Friday, April 21, 2023

Conservation Foundation of the Gulf Coast

The Conservation Foundation is a non-profit organization of land acquisition and management, focusing on purchasing and restoring our regions particularly vulnerable environmental areas. 

Our local Herald-Tribune recently ran a short back-piece on the Conservation Foundation's need for volunteers to help with the restoration of the Myakka River’s upper wetlands, to help restore them back to their natural habitat. So I volunteered - to get hot and dirty.

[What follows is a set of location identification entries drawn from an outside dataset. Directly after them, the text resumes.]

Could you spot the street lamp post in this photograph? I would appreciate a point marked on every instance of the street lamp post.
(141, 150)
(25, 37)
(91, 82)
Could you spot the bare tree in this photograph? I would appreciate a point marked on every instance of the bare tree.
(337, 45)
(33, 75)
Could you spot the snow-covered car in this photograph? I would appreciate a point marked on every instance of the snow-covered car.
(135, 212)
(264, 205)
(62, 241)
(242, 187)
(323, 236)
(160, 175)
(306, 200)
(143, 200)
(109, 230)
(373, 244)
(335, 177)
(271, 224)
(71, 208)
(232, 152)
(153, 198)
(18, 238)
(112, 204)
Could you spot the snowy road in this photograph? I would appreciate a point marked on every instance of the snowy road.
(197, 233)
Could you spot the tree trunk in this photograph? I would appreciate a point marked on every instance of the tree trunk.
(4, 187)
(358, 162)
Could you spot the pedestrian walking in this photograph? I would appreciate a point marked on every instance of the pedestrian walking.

The Foundation's 432-acre Myakka Headwater Preserve includes areas of upland oak hammocks as well. There, some of the individual oaks were recently damaged and uprooted from Hurricane Ian's heavy path.

 

 

 

 

Across the Preserve, an upper marshland of re-introduced Tickweed (Yellow Coreopsis), Florida's designated State wildflower.

 

 

Walking through a multitude of native wildflowers while in Spring bloom, I fell for this handsome ‘Bull’ thistle, once commonly used as a tonic brewed for those with chronic indigestion. 

 


 

 

With gloves and shovels in hand, volunteers in route to help stabilize the eroding banks of the upper Myakka River.

 


 

 

A thick trail to the river's edge.

 


 

 

The main volunteer effort of the day was to help re-establish the native Pop Ash (swamp ash) found naturally along the upper Myakka, thus helping shore-up the river's fragile bank after prior years of cattle grazing and Hurricane Ian's recent devastating floods.

 

 

 

After carrying-in about a hundred potted, Pop Ash saplings, holes were dug and the designated river area was planted anew. 

With just a small group of volunteers, all gladly digging in, this important on-going restoration of the area's Myakka Headwaters Preserve took another major step towards restoring itself back to it's true, and natural wetland environment.